Each player included at www.baseballreference.com has a “Hall of Fame Statistics” section, which lists the following:
Black Ink: This is how many times the player led the league in “important” stats. Accordingly, you get four points for leading in HRs, RBI, and/or batting average; three points for runs, hits, and/or slugging; two points for doubles, walks, and/or stolen bases; one point for games, at bats, and/or triples. The average Black Ink points for a Hall of Fame first baseman is 27.
Gray Ink: This is the same as Black Ink, but the player need only be in the top ten of the league. The average Gray Ink points for a Hall of Fame first baseman is 144.
Hall of Fame Standards: This is a considerably more complicated math problem, with 17 different inputs. You can read more about it here. The average Hall of Fame Standard point total for a Hall of Famer is 50 (with 100 being the max).

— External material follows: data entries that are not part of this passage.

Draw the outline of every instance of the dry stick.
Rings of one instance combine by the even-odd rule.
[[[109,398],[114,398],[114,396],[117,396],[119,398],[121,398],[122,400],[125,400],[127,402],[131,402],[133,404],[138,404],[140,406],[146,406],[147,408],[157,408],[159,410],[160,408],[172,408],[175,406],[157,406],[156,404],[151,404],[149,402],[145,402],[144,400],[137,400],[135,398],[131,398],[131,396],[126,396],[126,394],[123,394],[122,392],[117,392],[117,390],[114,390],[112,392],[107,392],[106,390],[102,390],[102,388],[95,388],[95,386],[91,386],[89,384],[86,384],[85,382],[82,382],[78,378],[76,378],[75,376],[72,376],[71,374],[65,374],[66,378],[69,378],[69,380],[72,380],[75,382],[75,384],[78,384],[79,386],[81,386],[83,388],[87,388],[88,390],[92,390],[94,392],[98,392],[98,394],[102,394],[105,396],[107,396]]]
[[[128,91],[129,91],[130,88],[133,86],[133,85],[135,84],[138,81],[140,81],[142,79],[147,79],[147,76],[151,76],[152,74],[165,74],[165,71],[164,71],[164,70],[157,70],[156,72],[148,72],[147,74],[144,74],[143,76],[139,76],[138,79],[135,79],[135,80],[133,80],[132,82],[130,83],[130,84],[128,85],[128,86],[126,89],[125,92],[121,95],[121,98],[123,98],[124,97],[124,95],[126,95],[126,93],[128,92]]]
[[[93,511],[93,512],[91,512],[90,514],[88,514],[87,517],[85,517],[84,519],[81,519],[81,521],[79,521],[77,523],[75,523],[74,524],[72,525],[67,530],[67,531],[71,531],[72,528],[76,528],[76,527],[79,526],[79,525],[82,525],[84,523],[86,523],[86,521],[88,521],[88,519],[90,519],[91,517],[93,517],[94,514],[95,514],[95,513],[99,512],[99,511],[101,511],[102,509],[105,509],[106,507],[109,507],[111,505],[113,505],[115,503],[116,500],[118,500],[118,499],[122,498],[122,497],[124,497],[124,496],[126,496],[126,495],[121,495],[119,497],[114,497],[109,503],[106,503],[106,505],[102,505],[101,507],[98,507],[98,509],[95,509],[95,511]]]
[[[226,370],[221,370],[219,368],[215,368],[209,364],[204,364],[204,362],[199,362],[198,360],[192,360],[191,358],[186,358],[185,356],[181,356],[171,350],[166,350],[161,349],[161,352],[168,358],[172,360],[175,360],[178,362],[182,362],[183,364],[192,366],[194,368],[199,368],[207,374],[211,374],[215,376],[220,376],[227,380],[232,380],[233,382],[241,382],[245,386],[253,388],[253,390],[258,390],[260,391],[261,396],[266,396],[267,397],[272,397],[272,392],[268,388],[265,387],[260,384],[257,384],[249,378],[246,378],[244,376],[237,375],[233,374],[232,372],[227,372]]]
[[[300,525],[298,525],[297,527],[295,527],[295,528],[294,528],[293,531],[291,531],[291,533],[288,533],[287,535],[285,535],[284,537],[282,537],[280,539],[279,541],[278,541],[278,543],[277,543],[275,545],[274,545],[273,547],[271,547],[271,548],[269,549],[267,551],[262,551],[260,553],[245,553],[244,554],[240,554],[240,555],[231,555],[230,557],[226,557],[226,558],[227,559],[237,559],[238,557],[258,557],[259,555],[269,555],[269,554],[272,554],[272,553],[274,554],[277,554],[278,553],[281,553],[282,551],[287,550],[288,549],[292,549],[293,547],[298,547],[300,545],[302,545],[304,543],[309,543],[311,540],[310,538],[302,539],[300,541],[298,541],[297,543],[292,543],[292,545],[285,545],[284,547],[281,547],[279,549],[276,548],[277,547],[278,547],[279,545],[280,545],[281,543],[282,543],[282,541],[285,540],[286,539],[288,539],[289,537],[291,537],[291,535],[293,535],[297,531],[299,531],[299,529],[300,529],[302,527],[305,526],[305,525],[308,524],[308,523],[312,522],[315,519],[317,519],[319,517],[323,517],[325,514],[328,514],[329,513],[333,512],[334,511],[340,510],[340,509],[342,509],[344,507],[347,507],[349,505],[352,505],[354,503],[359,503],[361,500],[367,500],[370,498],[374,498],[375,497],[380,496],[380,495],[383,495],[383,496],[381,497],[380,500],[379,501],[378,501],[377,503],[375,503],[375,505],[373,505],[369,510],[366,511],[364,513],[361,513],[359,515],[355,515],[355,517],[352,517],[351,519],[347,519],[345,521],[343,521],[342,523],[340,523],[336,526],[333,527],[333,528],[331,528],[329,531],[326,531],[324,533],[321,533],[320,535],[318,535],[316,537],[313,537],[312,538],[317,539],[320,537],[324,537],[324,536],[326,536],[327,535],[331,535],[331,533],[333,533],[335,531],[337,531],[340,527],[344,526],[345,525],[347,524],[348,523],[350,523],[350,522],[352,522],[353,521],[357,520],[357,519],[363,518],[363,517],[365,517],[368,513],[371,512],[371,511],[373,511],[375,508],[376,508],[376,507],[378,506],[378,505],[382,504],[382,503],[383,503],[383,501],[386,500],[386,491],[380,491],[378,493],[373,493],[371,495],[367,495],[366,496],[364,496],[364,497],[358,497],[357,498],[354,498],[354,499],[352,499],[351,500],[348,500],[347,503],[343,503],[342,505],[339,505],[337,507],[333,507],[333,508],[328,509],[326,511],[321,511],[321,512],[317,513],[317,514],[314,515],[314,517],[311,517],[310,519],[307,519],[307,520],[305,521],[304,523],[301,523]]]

WAR: This is also known as bWAR, and it is Baseball Reference’s calculation to determine how much better a player is than a player that would typically be available to replace that player. I will save you the headache of explaining how they do this.
JAWS: This is the preeminent tool for determining if a player is Hall-worthy. The sabermetrician Jay Jaffe first developed this system in 2004, comparing players at each position with players already enshrined, using advanced metrics to account for the wide variations in offensive levels throughout the game’s history. The JAWS score is a player’s career WAR averaged with his seven-year peak (not necessarily consecutive).

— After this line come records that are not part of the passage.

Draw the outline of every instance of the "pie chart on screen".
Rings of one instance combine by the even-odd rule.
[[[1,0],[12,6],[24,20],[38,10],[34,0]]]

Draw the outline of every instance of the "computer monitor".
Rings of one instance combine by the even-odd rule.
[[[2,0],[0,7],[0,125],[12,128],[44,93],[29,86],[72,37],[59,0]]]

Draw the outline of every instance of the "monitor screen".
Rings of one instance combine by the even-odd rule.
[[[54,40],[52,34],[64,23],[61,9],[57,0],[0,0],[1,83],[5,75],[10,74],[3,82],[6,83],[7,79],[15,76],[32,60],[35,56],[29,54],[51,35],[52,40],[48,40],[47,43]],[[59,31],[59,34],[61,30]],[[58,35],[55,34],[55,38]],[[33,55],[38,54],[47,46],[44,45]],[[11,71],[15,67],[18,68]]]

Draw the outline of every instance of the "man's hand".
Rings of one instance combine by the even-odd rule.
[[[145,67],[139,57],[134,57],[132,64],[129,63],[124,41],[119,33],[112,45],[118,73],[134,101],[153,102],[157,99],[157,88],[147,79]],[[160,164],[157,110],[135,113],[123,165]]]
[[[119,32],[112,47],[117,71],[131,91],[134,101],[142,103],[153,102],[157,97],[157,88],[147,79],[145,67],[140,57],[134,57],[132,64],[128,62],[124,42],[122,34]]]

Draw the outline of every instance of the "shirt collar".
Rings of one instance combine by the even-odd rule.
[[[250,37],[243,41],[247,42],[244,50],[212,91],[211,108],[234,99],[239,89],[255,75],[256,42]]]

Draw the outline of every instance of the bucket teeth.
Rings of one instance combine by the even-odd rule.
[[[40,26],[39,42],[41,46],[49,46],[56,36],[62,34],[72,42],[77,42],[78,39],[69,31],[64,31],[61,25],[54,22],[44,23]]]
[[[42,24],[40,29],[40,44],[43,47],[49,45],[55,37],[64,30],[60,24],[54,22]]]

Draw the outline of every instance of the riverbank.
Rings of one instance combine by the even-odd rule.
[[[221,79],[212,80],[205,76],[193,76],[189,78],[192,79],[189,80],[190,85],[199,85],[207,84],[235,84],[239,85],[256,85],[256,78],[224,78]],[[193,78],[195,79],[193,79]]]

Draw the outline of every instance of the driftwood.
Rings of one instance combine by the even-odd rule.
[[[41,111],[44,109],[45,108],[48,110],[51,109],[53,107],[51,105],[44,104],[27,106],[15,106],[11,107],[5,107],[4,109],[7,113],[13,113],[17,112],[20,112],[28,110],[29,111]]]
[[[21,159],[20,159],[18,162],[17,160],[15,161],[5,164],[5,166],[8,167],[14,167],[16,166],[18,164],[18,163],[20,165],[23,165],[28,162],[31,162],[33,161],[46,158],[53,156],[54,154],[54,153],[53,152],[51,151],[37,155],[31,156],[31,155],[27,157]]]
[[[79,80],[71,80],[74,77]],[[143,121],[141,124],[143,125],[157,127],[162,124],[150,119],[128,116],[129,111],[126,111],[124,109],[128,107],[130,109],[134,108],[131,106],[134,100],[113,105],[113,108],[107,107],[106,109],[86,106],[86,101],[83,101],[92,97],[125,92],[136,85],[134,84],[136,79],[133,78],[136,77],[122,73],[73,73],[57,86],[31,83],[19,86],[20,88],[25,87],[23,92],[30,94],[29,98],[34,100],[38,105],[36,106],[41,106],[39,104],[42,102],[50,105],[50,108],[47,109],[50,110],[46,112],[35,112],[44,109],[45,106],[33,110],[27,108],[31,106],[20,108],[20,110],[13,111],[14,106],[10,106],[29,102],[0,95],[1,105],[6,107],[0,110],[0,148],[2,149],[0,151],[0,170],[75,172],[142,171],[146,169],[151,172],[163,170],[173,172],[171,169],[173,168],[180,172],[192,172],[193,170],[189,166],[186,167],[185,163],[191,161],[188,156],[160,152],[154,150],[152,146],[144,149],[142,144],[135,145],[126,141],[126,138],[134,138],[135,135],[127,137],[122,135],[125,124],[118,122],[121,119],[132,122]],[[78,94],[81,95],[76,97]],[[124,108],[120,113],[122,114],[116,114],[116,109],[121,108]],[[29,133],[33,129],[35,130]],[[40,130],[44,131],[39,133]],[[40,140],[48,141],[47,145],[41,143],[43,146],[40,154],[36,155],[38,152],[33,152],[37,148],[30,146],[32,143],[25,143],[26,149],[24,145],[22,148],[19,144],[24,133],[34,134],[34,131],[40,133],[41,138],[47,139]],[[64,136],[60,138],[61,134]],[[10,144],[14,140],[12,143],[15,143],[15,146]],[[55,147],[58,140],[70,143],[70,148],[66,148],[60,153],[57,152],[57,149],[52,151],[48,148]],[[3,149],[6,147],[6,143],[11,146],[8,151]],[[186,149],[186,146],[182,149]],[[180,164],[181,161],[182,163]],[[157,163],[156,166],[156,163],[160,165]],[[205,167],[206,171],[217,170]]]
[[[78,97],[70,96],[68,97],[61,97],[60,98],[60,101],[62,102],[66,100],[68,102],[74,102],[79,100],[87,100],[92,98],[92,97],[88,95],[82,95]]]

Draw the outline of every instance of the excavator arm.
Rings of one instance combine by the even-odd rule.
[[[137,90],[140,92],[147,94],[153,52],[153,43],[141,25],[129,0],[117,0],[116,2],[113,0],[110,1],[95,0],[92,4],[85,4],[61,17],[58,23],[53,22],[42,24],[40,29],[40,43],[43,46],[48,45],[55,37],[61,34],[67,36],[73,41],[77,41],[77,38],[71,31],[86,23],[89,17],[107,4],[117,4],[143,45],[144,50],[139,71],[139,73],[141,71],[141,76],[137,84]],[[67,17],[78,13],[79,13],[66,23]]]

With that as the backdrop, let’s dig into the numbers.
|Black Ink||Gray Ink||HOF||WAR||7-Year Peak WAR||JAWS|
|Average HOF First Baseman||27||144||50||65.5||42.1||53.8|
As you can see from the above metrics, none of these guys meet the criteria necessary to have plaques in Cooperstown. And despite the oft-heard “Garvey was a Hall of Famer” (on the field and in the bedroom), it appears that Keith Hernandez has the strongest case to ultimately be enshrined. His WAR is only 8% lower than the average; his 7-Year Peak WAR is within the margin of error; and his JAWS score should be close enough for government work (especially for a guy who played and now broadcasts in New York).
What is incredible about these numbers is that you would have sworn that for at least a seven-year window, both Don Mattingly and Will Clark were the best hitters in the world. And yet, the statistics belie that memory. I guess that is just nostalgia of my youth. Chuck Klosterman, the best-selling author who always has an interesting way of looking at things, recently said the following: “Nostalgia is looking at the past through the lens of your own personal experience and therefore changing the meaning of that memory based on the way you want to feel about your relationship to your own life.”
In my own life, I want Garvey, Hernandez, Mattingly, and Clark to be inducted into the Hall of Fame. In real life, they were good; they were, in-fact, great. They were part of the Silver-Era of first basemen. But try as I might, I cannot conjure them into being Hall of Famers. And, you know what, my memories will suffice.
Garvey’s chiseled jaw and dimpled chin perfectly placed on his front shoulder awaiting the pitch.
Hernandez’s mad-dash charge of a bunt.
Donny Baseball’s six grand slams in 1987.
Will the Thrill’s bat drop/arm cock as he launched another one into the upper deck at Candlestick.
Who needs plaques when I have those images burned into my brain.